Justine Hill’s “Paper Doll 3 (Tiki)” (2015) required not just a good deal of forethought but also a disciplined application of craft, shaping a wood panel into a ragged ovoid before wrapping it in canvas and applying acrylic, pastel and pencil. Although the surface is a riot of lines and abstract shapes, there is something somber about this work when compared with the more carefree shaped canvases of Elizabeth Murray — a difference that feels particularly emblematic of the 21st-century conceptual divide that these artists have crossed.
It is as if Hill has adopted the raucous format upon which Murray unleashed her pop-culture references, but takes instead a more formal approach, line as line, shape as shape. Like the other painters in the show, Hill assumes an appropriately meta attitude to the aesthetic tools she’s inherited, interrogating and repurposing them with a self-consciousness that allows for reflexivity while shutting the door (or perhaps leaving it slightly ajar) on irony.
And so it’s not surprising that most of these works possess the spirit of spontaneity but, upon closer examination, reveal a considerable degree of planning. Even two of the funkier pieces in the show, McNeil’s abstraction, which features a sizable portion of pentimenti, and Eddy’s cobbled-together sculpture, feel more like realized concepts than arrivals from points unknown.

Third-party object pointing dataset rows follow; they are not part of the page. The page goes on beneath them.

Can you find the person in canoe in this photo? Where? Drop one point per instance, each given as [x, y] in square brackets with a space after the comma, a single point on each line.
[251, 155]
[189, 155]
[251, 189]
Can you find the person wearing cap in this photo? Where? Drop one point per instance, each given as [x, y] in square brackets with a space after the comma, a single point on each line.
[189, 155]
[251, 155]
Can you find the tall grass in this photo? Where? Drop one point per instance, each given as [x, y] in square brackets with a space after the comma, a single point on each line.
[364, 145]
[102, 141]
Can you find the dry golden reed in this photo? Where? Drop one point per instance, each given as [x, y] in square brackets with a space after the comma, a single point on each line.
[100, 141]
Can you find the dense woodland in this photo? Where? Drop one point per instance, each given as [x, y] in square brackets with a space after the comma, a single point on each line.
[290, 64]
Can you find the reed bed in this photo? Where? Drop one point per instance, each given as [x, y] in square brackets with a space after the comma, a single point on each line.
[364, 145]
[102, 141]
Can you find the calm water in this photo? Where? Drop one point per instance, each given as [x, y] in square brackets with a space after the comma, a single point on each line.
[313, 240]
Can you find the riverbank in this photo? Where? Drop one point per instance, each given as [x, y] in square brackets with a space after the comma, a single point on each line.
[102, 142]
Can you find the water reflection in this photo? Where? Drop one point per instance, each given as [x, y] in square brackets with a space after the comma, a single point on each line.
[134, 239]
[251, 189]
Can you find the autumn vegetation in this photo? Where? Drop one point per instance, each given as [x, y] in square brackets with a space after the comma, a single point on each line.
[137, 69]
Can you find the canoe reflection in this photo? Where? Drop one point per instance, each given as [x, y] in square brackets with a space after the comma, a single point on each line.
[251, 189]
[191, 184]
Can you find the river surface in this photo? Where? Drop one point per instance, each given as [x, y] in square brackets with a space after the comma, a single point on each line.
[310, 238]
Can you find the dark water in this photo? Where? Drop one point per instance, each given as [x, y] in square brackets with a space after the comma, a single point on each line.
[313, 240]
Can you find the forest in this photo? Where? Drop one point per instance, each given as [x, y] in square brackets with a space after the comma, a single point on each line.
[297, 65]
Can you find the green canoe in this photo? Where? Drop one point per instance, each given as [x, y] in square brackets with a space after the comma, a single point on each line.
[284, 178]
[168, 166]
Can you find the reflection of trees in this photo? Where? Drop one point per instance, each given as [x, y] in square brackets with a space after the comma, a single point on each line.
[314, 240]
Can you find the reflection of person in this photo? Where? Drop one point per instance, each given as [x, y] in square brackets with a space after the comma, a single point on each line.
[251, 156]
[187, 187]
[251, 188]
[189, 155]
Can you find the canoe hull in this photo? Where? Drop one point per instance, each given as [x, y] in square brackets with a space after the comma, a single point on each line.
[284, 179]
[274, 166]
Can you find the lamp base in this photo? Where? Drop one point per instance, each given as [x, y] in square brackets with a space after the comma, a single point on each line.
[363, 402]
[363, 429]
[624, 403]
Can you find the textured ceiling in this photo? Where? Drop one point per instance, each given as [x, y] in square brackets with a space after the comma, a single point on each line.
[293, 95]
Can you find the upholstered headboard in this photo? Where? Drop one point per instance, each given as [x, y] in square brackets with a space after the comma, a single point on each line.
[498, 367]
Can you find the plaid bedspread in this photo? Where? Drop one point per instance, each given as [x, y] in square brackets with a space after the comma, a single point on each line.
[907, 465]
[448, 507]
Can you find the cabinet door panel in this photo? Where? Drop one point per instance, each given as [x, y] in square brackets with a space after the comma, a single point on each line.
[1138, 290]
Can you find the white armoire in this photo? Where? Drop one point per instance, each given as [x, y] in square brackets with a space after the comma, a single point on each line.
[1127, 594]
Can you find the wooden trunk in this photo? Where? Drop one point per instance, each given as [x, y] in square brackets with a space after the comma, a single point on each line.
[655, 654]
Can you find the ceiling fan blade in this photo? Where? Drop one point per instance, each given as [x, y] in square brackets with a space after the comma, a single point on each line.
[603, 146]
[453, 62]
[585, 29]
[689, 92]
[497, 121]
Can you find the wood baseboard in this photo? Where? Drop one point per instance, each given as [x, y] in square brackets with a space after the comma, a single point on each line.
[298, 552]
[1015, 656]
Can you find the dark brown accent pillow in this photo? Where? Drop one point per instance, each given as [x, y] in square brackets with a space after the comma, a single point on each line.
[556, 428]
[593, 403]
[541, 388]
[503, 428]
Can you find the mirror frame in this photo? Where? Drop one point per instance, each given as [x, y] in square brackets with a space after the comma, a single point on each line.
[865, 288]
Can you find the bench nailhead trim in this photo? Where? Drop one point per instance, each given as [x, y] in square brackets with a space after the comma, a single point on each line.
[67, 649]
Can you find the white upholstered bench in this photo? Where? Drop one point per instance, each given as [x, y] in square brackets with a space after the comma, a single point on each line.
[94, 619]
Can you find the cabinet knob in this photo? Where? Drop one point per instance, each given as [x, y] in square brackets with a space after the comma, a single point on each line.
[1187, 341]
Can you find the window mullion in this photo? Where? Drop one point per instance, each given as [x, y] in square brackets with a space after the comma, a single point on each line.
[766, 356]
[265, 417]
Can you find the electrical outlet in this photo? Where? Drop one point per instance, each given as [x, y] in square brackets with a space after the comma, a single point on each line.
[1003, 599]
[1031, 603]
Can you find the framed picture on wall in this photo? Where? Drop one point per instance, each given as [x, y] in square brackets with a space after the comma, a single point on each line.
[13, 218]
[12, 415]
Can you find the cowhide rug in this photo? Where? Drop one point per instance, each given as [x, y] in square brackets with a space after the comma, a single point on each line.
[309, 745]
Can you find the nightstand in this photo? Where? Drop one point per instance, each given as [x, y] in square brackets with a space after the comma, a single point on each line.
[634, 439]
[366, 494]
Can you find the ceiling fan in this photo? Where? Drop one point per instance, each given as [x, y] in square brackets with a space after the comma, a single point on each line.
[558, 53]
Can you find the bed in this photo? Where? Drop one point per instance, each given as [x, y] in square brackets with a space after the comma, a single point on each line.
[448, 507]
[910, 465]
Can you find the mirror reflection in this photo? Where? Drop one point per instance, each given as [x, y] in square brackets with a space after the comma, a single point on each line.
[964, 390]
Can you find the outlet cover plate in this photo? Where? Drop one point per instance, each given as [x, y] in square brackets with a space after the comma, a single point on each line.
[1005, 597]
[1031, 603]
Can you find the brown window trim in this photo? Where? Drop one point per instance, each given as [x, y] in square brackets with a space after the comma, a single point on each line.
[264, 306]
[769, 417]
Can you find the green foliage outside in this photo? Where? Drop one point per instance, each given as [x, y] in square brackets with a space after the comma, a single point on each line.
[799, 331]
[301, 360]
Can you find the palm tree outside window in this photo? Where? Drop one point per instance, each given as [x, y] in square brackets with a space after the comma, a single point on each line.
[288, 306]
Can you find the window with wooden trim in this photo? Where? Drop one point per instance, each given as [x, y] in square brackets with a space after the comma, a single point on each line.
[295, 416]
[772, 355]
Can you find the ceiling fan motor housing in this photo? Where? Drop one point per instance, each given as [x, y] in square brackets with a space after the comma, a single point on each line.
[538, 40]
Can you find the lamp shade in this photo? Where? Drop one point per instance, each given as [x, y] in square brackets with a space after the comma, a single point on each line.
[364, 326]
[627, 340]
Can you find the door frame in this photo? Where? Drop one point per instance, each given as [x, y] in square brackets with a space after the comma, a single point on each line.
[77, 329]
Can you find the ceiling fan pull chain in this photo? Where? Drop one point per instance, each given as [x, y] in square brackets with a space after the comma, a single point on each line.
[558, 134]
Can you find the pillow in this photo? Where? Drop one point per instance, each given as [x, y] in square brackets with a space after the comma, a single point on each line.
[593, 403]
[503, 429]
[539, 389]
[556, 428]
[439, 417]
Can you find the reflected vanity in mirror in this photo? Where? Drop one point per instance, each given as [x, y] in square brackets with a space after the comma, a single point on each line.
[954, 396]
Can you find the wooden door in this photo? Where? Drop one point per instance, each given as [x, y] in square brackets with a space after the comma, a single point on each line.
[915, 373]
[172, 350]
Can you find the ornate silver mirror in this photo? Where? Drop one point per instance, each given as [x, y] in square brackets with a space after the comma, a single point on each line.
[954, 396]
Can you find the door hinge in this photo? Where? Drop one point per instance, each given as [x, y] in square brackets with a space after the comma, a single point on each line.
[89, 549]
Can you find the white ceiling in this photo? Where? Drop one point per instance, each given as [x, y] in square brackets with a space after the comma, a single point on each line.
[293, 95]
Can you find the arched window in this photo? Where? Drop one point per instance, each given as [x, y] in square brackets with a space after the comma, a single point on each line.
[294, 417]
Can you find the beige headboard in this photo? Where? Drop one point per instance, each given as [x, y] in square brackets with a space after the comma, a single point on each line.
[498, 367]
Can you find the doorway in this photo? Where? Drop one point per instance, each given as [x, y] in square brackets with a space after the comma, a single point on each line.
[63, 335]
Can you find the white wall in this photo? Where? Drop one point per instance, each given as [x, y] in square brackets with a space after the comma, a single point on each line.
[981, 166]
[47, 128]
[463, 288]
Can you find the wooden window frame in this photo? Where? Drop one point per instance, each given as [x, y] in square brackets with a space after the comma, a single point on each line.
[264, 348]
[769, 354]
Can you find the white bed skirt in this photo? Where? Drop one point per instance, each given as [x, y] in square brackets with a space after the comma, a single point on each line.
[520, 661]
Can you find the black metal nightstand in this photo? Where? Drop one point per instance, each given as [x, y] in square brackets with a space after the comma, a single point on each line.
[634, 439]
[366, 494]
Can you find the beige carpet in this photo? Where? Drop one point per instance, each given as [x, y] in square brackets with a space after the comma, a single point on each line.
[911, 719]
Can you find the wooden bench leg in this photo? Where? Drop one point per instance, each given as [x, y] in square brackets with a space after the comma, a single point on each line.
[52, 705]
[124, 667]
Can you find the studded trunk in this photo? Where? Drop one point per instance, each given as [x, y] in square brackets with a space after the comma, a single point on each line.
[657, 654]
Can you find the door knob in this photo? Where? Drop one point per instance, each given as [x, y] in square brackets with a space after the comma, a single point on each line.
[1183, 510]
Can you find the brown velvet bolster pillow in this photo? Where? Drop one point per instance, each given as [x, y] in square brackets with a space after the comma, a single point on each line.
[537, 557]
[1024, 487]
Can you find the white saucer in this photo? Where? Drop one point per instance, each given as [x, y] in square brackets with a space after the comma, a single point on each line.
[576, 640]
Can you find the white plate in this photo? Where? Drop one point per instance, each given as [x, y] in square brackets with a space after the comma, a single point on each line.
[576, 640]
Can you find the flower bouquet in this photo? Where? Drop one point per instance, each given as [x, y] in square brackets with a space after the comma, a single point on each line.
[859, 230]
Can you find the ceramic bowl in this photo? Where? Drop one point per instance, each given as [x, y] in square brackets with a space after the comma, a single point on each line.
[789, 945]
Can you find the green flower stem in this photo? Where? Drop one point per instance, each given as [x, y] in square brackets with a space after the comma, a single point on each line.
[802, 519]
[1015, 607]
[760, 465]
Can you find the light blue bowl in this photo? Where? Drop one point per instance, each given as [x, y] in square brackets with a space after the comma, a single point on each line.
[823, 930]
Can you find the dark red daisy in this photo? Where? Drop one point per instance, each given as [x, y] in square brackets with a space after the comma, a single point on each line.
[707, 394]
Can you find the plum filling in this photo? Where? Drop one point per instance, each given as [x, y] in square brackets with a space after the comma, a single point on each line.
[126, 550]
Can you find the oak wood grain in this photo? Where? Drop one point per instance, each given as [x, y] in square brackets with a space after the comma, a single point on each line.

Only Martino’s “Clean Rake” seems to have suffered some of the old-time travails of mid-20th-century modernism. Done in oil, acrylic and mixed media on a notably battered-looking canvas, the paint has been smeared, scraped, sprayed, scalloped and grooved, summoning the spirit of such bygone modernists as Roberto Matta and Antoni Tàpies.
With its hovering spritzes of color, fluctuating sense of space, and scattered, amorphous forms, this is a seriously anxiety-provoking work, one in which the pendulum, to cite Vermeulen and van den Akker’s formulation, has swung toward melancholy and naïveté, fragmentation and ambiguity.
Though hard to take, “Clean Rake” — a curious title suggesting both a clean slate and the rake-like furrows embellishing various passages of paint — offers a counterweight, if not a corrective, in the exhibition’s balance of art and life. The other works are constructions, smartly planned and beautifully wrought, but this one is the wilderness, leading you where you don’t necessarily want to go.
Metamodern continues at the Denny Gallery (261 Broome Street, Lower East Side, Manhattan) through August 29.